A wywieranie presji na arbitrach?
- Oczywiście, to normalne w sporcie. Mecz rozgrywa się na kilku płaszczyznach. Presja jest wywierana nie tylko na przeciwniku, ale i na sędziach, w czym czynny udział biorą kibice.
Wszyscy zawodnicy Politechniki zwracają się do pana po imieniu?

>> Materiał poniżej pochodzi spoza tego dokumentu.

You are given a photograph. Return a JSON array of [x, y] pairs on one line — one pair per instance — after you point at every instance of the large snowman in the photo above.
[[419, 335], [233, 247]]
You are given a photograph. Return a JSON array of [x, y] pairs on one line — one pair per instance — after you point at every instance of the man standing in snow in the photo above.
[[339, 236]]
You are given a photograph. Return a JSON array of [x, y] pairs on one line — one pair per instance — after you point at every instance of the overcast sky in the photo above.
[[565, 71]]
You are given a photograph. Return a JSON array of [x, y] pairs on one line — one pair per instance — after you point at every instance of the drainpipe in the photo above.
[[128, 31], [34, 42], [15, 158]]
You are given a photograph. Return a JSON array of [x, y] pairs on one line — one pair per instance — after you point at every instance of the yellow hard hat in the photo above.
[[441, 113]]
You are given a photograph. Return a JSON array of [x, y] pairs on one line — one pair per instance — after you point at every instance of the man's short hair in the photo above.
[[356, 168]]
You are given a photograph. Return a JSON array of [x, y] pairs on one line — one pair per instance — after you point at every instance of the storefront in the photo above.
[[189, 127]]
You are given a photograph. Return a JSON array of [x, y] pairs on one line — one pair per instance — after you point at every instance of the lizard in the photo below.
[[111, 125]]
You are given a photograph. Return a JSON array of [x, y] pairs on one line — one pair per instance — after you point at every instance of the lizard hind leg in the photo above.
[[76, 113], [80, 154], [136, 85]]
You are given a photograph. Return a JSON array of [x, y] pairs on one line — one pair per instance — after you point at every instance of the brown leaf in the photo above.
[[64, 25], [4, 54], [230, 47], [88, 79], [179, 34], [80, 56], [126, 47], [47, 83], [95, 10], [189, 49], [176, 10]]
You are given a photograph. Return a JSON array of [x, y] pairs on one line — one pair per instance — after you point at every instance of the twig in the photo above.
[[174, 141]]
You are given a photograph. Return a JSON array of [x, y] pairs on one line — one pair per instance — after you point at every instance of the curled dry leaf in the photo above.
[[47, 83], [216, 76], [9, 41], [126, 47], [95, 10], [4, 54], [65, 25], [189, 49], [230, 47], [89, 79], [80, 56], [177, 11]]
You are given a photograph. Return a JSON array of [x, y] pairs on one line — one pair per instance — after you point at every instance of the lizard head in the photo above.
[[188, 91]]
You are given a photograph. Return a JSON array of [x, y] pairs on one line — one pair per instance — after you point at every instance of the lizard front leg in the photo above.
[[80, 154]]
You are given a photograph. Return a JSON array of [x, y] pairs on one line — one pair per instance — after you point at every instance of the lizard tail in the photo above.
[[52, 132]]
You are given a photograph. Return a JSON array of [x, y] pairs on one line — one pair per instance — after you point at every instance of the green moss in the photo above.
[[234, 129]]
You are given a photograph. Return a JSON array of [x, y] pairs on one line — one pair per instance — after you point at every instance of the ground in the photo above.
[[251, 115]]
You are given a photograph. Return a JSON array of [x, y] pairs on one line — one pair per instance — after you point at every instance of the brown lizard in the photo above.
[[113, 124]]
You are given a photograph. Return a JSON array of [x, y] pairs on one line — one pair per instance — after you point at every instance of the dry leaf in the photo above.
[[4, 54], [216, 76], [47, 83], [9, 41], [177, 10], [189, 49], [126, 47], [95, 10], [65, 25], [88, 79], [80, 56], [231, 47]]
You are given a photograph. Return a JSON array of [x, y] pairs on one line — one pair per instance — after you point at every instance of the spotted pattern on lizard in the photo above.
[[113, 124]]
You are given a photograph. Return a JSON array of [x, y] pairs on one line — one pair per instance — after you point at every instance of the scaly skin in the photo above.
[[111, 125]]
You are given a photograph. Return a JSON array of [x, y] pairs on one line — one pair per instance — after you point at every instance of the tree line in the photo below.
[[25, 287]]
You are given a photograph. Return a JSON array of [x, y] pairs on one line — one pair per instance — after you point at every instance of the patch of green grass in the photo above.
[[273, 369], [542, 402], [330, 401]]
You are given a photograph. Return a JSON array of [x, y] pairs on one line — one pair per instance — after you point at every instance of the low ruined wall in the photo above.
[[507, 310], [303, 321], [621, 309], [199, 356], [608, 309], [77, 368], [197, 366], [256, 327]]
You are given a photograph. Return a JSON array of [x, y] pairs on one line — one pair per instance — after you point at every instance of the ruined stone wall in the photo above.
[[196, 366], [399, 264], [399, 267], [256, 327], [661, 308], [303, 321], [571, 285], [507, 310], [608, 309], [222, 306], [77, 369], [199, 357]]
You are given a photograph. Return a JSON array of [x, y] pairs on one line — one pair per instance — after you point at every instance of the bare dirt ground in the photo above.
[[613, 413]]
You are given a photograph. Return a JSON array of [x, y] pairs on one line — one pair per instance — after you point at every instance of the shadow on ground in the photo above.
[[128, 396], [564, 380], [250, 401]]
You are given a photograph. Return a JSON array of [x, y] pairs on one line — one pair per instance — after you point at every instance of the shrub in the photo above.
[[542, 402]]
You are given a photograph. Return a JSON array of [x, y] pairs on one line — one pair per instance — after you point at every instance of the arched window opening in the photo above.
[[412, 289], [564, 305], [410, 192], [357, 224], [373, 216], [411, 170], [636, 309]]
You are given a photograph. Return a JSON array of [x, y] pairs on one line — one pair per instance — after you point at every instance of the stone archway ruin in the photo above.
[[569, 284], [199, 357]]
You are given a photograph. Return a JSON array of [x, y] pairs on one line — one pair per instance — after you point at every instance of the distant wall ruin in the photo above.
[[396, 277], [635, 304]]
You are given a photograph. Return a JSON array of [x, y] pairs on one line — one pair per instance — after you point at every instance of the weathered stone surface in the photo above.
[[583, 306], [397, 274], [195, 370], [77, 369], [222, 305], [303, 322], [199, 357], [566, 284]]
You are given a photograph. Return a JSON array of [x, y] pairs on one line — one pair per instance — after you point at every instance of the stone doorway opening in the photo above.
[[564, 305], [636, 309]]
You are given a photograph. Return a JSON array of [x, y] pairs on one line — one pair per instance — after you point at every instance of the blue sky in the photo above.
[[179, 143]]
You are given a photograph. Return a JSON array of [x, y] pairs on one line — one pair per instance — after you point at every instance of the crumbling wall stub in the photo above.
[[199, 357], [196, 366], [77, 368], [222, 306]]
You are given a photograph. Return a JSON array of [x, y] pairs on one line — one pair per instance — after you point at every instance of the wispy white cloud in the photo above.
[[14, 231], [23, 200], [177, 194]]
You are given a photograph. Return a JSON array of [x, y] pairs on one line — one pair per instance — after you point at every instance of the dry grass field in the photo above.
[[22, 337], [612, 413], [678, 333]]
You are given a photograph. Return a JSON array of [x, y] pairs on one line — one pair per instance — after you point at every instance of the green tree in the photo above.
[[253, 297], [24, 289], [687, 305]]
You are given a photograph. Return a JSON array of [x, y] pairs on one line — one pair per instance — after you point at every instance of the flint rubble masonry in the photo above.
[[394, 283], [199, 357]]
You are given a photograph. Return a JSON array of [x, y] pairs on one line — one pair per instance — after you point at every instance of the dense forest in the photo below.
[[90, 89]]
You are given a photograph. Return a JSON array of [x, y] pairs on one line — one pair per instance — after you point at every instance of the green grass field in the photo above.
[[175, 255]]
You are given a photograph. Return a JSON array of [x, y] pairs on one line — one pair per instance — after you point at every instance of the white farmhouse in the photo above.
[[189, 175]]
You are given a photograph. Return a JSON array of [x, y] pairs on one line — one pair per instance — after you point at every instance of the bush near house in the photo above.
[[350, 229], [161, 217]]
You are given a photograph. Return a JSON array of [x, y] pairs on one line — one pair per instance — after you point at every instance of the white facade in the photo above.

- Niektórzy mówią "trenerze". W czasie jednej z rozmów przedsezonowych przedstawiłem im dwie możliwości i zostawiłem wybór zawodnikom. Zastrzegłem tylko, że nie życzę sobie zwracania się do mnie "panie trenerze". Inne formy są dozwolone.
Kto jest obecnie najlepszym polskim trenerem?
- To trudne pytanie. Będąc członkiem środowiska, nie chciałbym oceniać, czy ktoś jest dobry, słaby, albo najlepszy. Nie do mnie to należy. I w podobne ocenianie nie będę się bawił. Powiem jedno, polscy trenerzy są bardzo dobrzy, mają dużą wiedzę i doświadczenie. Korzystają z nowinek technicznych, które są wszędzie dostępne. Mają otwarte głowy i są gotowi do nauki. W lidze I B jest ciekawa grupa szkoleniowców, którzy kiedyś byli zawodnikami, a dopiero zaczynają pracę w zawodzie. Nie mamy się czego wstydzić. A kto jest najlepszy? Czasami determinuje to wynik, innym razem możliwości klubu, w którym się pracuje.
Żeby być dobrym trenerem, trzeba wcześniej być dobrym siatkarzem?
- To nie przeszkadza. Sam ostatnio zadawałem sobie to pytanie. Większość trenerów polskich zespołów było dobrymi, bądź bardzo dobrymi zawodnikami, jak chociażby Krzysiek Stelmach. Grali w znanych klubach w Polsce i zagranicą. Może to też pomaga. Byli zawodnicy dobrze czują zespół i sytuację w szatni. Potrafią wczuć się w sytuację swoich zawodników.